Commentary: Genentech's Lessons For Big Pharma

The biotech company focuses on science -- not marketing, acquisitions, or patents

Mark April, 2005, as a watershed moment in cancer treatment. After decades of trying, researchers proved that two members of a new generation of targeted cancer drugs could extend the lives of breast cancer patients -- an incredibly tough standard to meet. And the glory goes not to Big Pharma but to a far smaller biotech, Genentech Inc. (DNA ).

For cancer patients, the payoff could be big. On Apr. 25, the National Cancer Institute announced that Herceptin, Genentech's targeted breast cancer drug approved in 1998, cut the risk of recurrence in half when given after surgery. "These are truly life-saving results in a major disease," said Dr. JoAnne Zujewski, head of breast cancer trials for the NCI. Just 10 days earlier, Genentech had reported that Avastin, a first-in-class drug approved for colon cancer a year ago, also kept early-stage breast cancer patients alive longer.

Genentech shareholders are already reaping the benefits. The stock soared over 18% in just 14 days, closing at $71.89 on Apr. 27. Genentech's $75 billion market capitalization now exceeds those of Amgen (AMGN ), the world's largest biotech, and Merck (MRK ), the fifth-largest pharmaceutical company. That's despite revenues of just $4.6 billion in 2004, a fraction of those of the other two. "Genentech has transcended the biotech world," says John McCamant, editor of Medical Technology Stock Letter. "This is basically the world's largest oncology company."

It's no accident that Genentech is out front in the race to treat cancer: Unlike many of its rivals, it has focused squarely on the science of drug discovery rather than on marketing, acquisitions, or patent-extension battles. There's a lesson here for the rest of the industry: Genentech has spent the past 15 years coming up with novel drugs for unmet needs.
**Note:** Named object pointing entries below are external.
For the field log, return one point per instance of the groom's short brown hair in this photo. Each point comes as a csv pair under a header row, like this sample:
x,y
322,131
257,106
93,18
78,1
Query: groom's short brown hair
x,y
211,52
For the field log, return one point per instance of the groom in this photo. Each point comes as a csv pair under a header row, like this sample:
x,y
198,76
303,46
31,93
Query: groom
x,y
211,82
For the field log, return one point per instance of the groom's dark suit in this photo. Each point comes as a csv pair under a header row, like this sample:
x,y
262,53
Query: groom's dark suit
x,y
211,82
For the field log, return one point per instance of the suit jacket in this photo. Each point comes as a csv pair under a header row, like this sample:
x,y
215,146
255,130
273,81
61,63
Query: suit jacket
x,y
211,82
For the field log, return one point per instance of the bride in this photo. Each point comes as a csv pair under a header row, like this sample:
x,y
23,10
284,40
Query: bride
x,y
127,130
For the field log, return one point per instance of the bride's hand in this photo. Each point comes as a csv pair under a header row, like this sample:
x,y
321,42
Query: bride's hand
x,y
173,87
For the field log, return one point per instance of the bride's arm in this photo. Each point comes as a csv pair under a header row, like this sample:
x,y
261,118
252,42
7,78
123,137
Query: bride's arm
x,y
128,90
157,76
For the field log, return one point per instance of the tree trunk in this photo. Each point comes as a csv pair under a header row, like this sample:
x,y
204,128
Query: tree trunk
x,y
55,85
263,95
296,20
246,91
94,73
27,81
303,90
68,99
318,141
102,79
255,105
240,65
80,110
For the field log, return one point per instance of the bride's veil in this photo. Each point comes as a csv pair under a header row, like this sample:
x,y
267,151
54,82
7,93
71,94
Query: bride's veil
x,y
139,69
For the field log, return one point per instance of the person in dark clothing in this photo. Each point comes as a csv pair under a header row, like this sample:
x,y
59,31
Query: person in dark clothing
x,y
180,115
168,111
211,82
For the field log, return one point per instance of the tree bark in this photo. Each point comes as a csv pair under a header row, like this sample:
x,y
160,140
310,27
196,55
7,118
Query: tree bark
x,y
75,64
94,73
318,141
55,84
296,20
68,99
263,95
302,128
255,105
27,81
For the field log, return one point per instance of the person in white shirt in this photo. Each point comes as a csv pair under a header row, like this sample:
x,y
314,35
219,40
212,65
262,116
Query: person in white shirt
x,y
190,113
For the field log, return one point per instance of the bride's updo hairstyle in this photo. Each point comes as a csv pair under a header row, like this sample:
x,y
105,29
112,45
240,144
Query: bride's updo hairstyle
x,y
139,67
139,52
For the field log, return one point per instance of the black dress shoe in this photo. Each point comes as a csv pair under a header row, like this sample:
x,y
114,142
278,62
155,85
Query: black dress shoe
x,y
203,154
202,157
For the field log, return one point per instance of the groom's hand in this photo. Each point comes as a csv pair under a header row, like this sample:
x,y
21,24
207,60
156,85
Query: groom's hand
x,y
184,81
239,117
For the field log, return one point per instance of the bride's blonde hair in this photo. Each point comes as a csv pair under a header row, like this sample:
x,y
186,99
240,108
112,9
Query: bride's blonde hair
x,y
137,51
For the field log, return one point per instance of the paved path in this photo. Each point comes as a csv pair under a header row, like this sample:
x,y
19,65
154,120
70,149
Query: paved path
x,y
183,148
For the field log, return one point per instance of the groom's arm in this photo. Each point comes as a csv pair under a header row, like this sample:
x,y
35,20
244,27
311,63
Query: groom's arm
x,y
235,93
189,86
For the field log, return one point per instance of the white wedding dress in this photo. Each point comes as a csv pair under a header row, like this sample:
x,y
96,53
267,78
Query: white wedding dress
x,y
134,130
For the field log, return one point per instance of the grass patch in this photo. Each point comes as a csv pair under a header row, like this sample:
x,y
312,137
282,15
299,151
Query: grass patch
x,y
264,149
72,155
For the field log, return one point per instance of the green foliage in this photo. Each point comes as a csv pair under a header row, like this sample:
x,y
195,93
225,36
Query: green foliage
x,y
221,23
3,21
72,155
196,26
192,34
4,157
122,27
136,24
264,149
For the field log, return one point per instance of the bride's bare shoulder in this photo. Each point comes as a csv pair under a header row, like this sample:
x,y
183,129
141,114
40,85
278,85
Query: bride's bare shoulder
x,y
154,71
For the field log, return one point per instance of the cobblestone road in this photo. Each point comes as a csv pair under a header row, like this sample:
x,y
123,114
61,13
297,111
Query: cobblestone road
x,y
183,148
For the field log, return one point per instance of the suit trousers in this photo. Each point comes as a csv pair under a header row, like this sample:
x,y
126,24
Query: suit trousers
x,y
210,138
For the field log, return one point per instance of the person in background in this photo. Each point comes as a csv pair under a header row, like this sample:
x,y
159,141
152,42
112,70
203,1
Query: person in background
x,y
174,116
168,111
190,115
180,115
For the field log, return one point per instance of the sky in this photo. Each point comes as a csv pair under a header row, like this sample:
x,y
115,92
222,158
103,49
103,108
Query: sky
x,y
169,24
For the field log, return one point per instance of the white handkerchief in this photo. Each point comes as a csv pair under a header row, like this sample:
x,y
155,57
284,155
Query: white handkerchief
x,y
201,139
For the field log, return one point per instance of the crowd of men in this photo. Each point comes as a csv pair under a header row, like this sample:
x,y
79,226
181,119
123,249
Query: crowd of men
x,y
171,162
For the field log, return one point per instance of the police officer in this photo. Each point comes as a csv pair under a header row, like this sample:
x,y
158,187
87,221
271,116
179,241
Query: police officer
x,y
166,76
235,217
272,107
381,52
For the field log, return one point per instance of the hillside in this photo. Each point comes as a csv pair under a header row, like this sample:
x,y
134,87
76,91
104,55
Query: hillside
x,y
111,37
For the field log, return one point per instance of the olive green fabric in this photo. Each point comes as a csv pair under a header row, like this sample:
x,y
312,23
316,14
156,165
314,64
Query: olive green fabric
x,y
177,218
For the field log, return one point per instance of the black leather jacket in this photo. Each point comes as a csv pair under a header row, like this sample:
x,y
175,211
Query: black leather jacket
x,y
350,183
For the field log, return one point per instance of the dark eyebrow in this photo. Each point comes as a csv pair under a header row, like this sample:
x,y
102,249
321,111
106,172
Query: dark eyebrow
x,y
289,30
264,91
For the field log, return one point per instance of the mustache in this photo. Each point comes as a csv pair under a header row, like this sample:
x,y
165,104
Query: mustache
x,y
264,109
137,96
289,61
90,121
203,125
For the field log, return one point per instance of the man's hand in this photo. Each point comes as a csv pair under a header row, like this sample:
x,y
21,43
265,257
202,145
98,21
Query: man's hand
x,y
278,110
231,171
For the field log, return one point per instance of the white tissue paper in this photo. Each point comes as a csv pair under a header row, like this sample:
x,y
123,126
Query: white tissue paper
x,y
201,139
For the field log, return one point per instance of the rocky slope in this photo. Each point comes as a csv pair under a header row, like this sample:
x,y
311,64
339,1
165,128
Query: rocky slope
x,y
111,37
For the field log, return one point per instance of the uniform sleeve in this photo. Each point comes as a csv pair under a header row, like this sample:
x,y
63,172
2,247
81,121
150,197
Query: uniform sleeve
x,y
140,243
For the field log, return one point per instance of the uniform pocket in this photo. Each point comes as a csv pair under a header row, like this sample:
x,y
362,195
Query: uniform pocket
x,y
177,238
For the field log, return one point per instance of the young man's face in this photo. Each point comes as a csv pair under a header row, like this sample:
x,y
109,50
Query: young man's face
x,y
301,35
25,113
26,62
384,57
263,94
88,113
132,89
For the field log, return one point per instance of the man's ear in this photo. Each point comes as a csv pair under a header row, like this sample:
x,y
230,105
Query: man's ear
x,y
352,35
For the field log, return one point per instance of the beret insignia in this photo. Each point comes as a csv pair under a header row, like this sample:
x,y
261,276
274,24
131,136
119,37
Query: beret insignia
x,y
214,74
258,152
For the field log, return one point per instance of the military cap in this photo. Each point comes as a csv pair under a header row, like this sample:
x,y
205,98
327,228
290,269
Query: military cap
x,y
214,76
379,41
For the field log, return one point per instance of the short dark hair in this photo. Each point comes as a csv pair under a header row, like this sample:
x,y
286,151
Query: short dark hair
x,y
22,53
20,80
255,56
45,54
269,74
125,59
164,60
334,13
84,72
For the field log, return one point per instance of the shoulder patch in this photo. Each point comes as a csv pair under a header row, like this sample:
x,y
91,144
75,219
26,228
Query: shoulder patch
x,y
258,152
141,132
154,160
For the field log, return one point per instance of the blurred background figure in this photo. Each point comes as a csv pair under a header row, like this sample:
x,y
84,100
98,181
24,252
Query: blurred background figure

It focused primarily on cancer, one of the hardest diseases to treat. Then it designed clinical trials to test whether its drugs could extend life, an unequivocable proof of efficacy. Most other drug companies merely try to prove that their drugs will shrink tumors.

Genentech's willingness to plod through the science has paid off with Herceptin, which targets a specific genetic flaw, Her-2/neu, responsible for only 25% to 30% of breast tumors. It would have failed clinical trials if it had been tested on all breast cancer sufferers, but Genentech also developed a test for Her-2/neu so it could try the drug only on those with a chance of responding. By comparison, AstraZeneca's Iressa, a targeted lung cancer drug, works only on tumors that overexpress a growth factor called EGF -- but there's no simple test for EGF. Only 10% of lung cancer patients respond to Iressa, and on Apr. 19 a trial was ended early because the drug didn't improve survival rates.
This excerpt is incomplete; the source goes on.